Holi, the festival of colors. The festival of love. The festival which signifies the victory of good over evil, end of winter, the arrival of spring and for all of us a festive day to meet friends and family, play, laugh, joke, pull each other’s leg, have a few swigs and enjoy some real cool Thandai with Bhang ( marijuana plant leaves boiled and formed into a paste). And then starts the real fun. We celebrate happiness 💃🏾🕺
Holi is also celebrated as a thanksgiving for a good harvest. It lasts for a night and a day, starting on the evening of the Purnima (Full Moon day) falling in the month of Phalgun in Hindu Calendar, somewhere between the end of February and the middle of March. The first evening is known as Holika Dahan (burning of demon Holika) or Chhoti Holi and the following day as Holi.

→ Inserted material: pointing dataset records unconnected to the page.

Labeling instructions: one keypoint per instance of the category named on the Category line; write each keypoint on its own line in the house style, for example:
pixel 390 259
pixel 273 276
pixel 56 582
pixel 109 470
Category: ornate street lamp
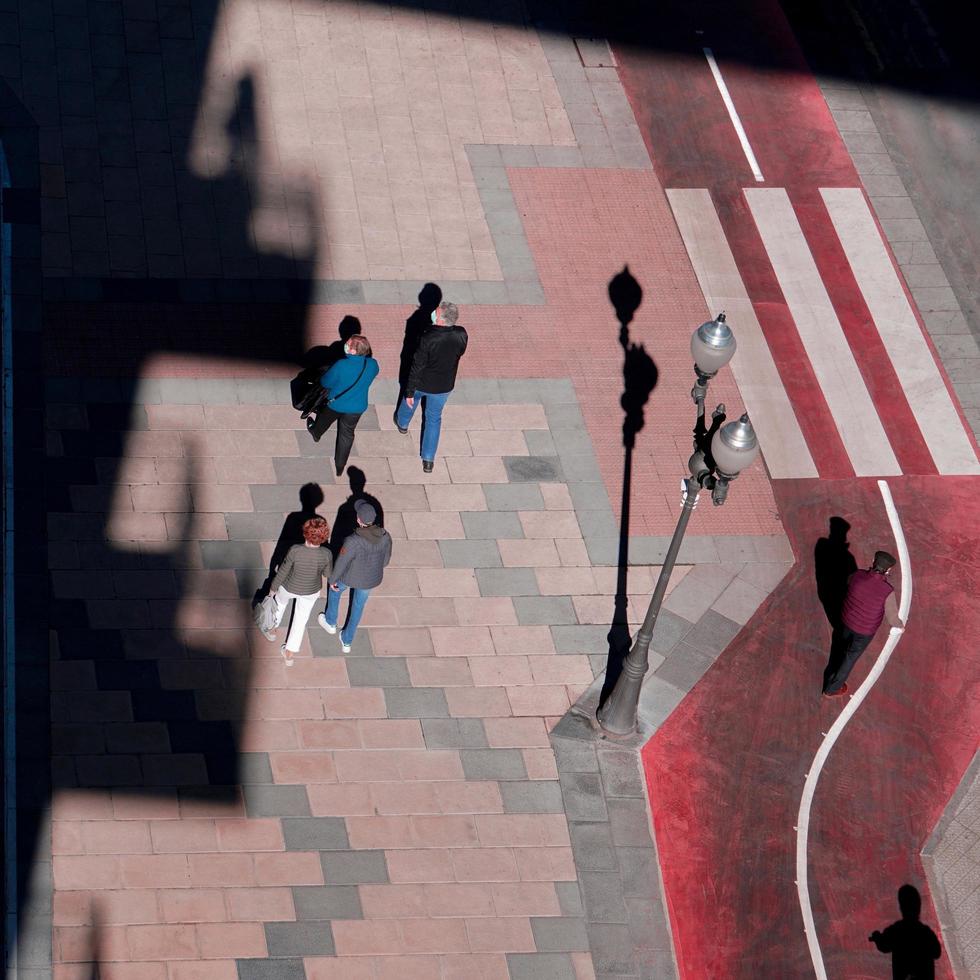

There is a symbolic legend to explain why Holi is celebrated as a festival of colors in the honor of Hindu god Vishnu and his follower Prahlada. King Hiranyakashipu, according to legends was the king of demonic Asuras, and had earned a boon that gave him five special powers. He could be killed by neither a human being nor an animal, neither indoors nor outdoors, neither at day nor at night, neither by astra (projectile weapons) nor by any shastra (handheld weapons), and neither on land nor in water or air. Hiranyakashipu grew arrogant, thought he was God, and demanded that everyone worship only him.
Hiranyakashipu’s own son, Prahlada, however, disagreed. He was and remained devoted to Vishnu.This infuriated Hiranyakashipu. He subjected Prahlada to cruel punishments, none of which affected the boy or his resolve to do what he thought was right. Finally, Holika, Prahlada’s evil aunt, tricked him into sitting on a pyre with her. Holika was wearing a cloak that made her immune to injury from fire, while Prahlada was not. As the fire roared, the cloak flew from Holika and encased Prahlada, who survived while Holika burned. Vishnu, the god who appears as an avatar to restore Dharma (Justice), took the form of Narasimha – half human and half lion, at dusk (when it was neither day nor night), took Hiranyakashyapu at a doorstep (which was neither indoors nor outdoors), placed him on his lap (which was neither land, water nor air), and then eviscerated and killed the king with his lion claws (which were neither a handheld weapon nor a launched weapon).
The Holika bonfire and Holi signifies the celebration of the symbolic victory of good over evil, of Prahlada over Hiranyakashipu, and of the fire that burned Holika 🎊
So what are we waiting for. Let’s get going. 🏃Start preparing for our journey.
Talking about journey, what a wonderful one it has been for me in the last eight months. Living a dream, I had almost forgotten about. And then one night at 11 o’clock, I made my first attempt. By next morning it had taken shape. My dream of penning down my travel memories and taking it to the world. 🚴 My travel blog, Travel with passion.
The journey has been fascinating and intriguing, to say the least. There is still a long long way to go. Thank you readers and my die hard followers for your words of love 💕
For now, let’s celebrate the colors of happiness together. And for my friends who are not here, come to India. Let the colors rock you.